A year after my visit with Jason, in early autumn in Tulsa, I play back the tape of our conversation. It’s low-grade. I brought my PX370 on the trip—what passes for preparation in my world.
Through the recording I hear the wind, faint remarks from friend-groups enjoying a light Sunday in Estabrook Park. Carefree. I felt, talking to Jason, part of another place.
“I always remind myself, man—there’s a saying I remember,” I hear him tell me. “Prophet Muhammad said that, Always look to those inferior than you. And not, like, above you. Always look to those lower than you. And then you can recognize that what you’re going through is not really a problem at all.”

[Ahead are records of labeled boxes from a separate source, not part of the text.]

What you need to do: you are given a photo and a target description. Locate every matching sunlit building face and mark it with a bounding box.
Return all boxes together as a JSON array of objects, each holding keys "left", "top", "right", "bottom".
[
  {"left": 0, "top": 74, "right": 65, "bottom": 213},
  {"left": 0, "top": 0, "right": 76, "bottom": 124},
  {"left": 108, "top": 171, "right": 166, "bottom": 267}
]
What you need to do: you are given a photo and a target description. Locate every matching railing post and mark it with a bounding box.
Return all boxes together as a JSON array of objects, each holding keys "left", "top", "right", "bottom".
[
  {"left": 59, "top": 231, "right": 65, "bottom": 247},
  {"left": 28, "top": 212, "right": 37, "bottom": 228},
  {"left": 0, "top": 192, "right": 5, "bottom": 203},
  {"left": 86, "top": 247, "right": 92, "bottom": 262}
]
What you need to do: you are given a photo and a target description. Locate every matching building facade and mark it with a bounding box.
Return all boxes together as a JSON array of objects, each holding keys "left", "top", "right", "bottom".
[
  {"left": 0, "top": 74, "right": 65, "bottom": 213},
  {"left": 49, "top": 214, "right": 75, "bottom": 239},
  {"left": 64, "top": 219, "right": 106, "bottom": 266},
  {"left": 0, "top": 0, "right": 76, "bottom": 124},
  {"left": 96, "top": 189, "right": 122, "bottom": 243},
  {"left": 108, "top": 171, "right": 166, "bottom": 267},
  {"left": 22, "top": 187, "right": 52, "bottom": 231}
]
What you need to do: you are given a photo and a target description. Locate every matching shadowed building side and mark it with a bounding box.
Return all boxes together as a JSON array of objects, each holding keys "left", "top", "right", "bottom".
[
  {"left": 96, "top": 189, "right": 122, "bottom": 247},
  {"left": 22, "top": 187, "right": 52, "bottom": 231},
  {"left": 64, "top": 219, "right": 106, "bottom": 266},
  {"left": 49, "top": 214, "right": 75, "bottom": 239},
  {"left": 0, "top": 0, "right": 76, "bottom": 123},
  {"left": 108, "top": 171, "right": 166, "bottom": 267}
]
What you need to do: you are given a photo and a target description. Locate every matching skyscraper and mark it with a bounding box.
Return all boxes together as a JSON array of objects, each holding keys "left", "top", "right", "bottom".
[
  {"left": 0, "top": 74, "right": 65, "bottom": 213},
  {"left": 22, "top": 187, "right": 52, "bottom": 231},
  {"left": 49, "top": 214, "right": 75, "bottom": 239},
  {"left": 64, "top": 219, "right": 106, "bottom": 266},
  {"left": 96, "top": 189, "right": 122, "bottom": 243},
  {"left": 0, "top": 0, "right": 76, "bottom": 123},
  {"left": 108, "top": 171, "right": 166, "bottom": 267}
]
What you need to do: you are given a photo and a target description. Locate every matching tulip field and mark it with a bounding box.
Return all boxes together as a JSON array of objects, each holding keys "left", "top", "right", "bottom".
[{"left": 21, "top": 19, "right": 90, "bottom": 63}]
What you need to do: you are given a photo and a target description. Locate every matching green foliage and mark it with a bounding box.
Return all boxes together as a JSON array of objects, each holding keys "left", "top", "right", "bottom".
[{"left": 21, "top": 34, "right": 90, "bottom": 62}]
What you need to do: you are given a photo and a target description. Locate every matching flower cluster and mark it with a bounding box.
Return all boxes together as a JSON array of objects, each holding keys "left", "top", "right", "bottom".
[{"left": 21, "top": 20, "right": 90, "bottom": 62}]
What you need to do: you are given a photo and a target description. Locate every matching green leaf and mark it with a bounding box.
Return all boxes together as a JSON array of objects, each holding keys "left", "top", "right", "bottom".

Jason’s life story is filled with people many of us—certainly someone with my background; my upbringing—see as lower. Addicts, ISIS sympathizers, minimum-wage workers, corrections officers. The petty criminals he ran with as a teenager; the prisoners who, like him, spent years in the cage.
One man’s story, in particular, haunted me. It was his cellmate, a young Muslim, at USP McCreary. “He’d be telling me he be hearing stuff, seeing stuff,” Jason recalled. “Gets to crying once in a while—like, for no damn reason.”
“He talks about he sees djinns,” he went on. “Like, spirits and shit.” And he refused to eat: “he has a constant paranoia about—his food’s being fucked with.”
The FBI brought a case—like Jason’s—against this man: attempting to support ISIS. His name is Emanuel Lutchman.